And a statement confirmed on Friday afternoon: “Jockey Club racecourses has held discussions with the British Horseracing Authority regarding the staging of Randox Grand National day tomorrow at Aintree racecourse.
“Following consultation with government, we can confirm it will go ahead on Saturday.
“Following the sad news of the death of The Duke of Edinburgh a two-minute silence will be held on course ahead of the 173rd Grand National, jockeys will be invited to wear black armbands and flags will be flown at half-mast at the racecourse.”
Friday’s Ladies Day also went ahead as planned but a two-minute silence was held at the course prior to the first race at 1.45pm.
Prince Philip had been an honorary member of the Jockey Club since 1947. The Duke attended several race meetings with The Queen, who has long had an interest in horses, including Royal Ascot.
Senior Steward of The Jockey Club Sandy Dudgeon said in reaction to the news earlier on Friday: “We received the news of The Duke of Edinburgh’s death with great sadness.
“On behalf of The Jockey Club, I would like to extend our deepest condolences to our Patron, Her Majesty The Queen, and all members of the Royal Family.”
While Ascot racecourse said via Sir Francis Brooke, the Queen’s representative: “We extend our deepest condolences to Her Majesty the Queen and the Royal Family at this time.
“We have very happy memories of His Royal Highness The Duke of Edinburgh at Ascot where he accompanied Her Majesty The Queen on so many occasions and shared in her successes.
The 2020 Grand National had to be postponed due to the coronavirus pandemic, just weeks after the Cheltenham Festival controversially went ahead with sold-out crowds.
This year’s race, if it goes ahead, will be held behind closed doors just as Cheltenham was last month.
ITV meanwhile confirmed that their broadcast of Friday’s racing would switch to ITV4 for the day as the country morns the death of the Duke.

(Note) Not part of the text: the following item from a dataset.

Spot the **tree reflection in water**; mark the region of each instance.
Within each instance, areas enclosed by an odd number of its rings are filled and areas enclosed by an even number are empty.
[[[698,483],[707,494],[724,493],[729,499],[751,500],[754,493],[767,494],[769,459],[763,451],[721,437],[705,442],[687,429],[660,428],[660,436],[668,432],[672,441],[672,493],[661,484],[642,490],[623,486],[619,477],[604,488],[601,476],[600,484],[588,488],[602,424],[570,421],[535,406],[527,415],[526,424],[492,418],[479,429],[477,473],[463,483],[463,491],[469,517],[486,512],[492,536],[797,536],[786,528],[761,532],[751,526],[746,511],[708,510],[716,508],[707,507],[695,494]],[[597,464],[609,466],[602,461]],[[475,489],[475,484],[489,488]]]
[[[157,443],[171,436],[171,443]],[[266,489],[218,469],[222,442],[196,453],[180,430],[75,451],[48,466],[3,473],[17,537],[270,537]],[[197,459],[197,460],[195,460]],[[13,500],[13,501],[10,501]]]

Saturday’s Grand National will be shown on ITV as normal.
A statement from Buckingham Palace on Friday said: “It is with deep sorrow that Her Majesty The Queen announces the death of her beloved husband, His Royal Highness The Prince Philip, Duke of Edinburgh.

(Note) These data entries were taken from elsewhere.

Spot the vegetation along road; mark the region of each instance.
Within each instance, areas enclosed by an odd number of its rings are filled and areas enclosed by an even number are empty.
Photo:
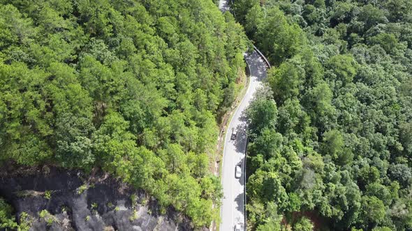
[[[222,11],[228,9],[226,1],[219,1]],[[259,54],[253,51],[245,55],[245,59],[251,71],[251,79],[242,102],[233,114],[228,127],[225,138],[223,158],[222,164],[222,184],[223,198],[221,210],[221,230],[232,230],[236,224],[244,227],[244,161],[247,138],[246,136],[246,121],[244,112],[249,105],[253,94],[261,86],[262,79],[266,77],[267,65]],[[238,131],[235,138],[232,137],[233,131]],[[240,164],[242,175],[235,177],[235,167]]]

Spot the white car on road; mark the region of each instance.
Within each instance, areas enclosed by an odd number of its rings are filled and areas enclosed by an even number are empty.
[[[235,168],[235,177],[240,178],[242,175],[242,166],[240,164],[236,165],[236,168]]]
[[[233,129],[232,130],[232,135],[230,136],[230,139],[231,140],[235,140],[236,139],[236,136],[237,136],[237,129]]]

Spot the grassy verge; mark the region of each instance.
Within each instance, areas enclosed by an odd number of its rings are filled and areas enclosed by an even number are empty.
[[[239,104],[242,102],[244,94],[247,90],[250,82],[250,78],[248,78],[246,75],[245,71],[244,70],[240,70],[238,72],[238,81],[237,81],[235,86],[235,95],[236,95],[236,98],[233,101],[230,110],[229,110],[225,115],[223,116],[223,119],[222,119],[222,122],[219,125],[219,136],[218,138],[218,145],[216,150],[216,167],[215,168],[214,174],[217,175],[218,176],[221,176],[222,174],[222,158],[223,157],[223,148],[224,148],[224,142],[225,138],[226,137],[227,133],[227,127],[229,125],[229,122],[231,120],[232,117],[233,116],[234,112],[236,111]],[[219,216],[217,217],[220,218],[220,205],[218,205],[216,209],[216,212],[219,213]],[[211,230],[219,230],[220,228],[220,221],[213,221],[212,225]]]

“The royal family join with people around the world in mourning his loss.”
Prime Minister Boris Johnson said outside Downing Street: “He [Philip] was an environmentalist, and a champion of the natural world long before it was fashionable.

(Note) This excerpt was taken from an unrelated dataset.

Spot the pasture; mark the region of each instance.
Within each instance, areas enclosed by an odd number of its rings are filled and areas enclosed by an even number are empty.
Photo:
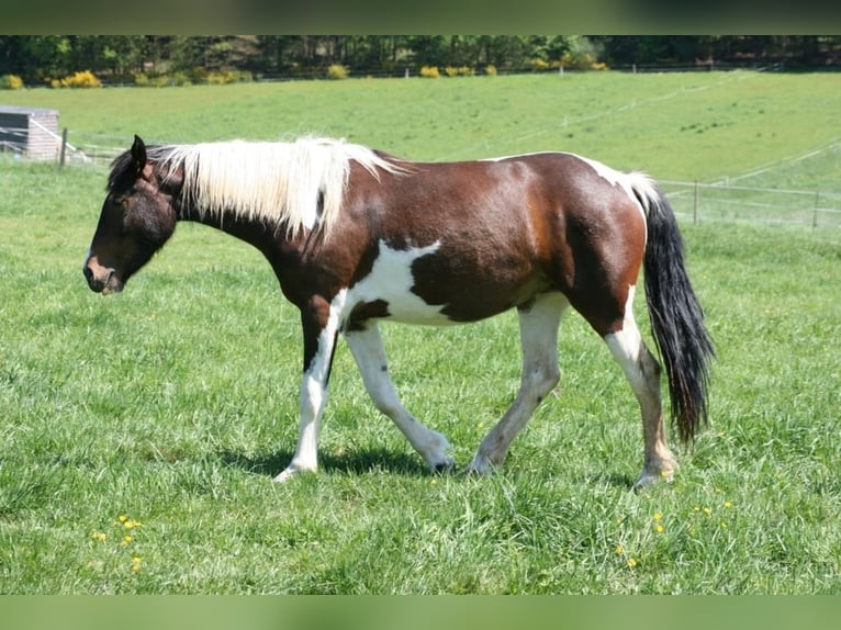
[[[78,145],[344,136],[416,159],[571,150],[658,179],[841,192],[838,75],[547,75],[27,90]],[[777,165],[778,166],[773,166]],[[841,593],[841,232],[682,218],[716,341],[711,425],[632,493],[637,405],[582,318],[487,479],[431,475],[339,345],[322,469],[278,485],[301,333],[260,255],[183,224],[120,295],[81,261],[106,166],[0,155],[3,594]],[[641,295],[637,318],[648,335]],[[383,326],[460,466],[519,382],[513,313]]]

“With his Duke of Edinburgh awards scheme he shaped and inspired the lives of countless young people and at literally tens of thousands of events he fostered their hopes and encouraged their ambitions.
We remember the duke for all of this and above all for his steadfast support for Her Majesty the Queen.
“Not just as her consort, by her side every day of her reign, but as her husband, her ‘strength and stay’, of more than 70 years.”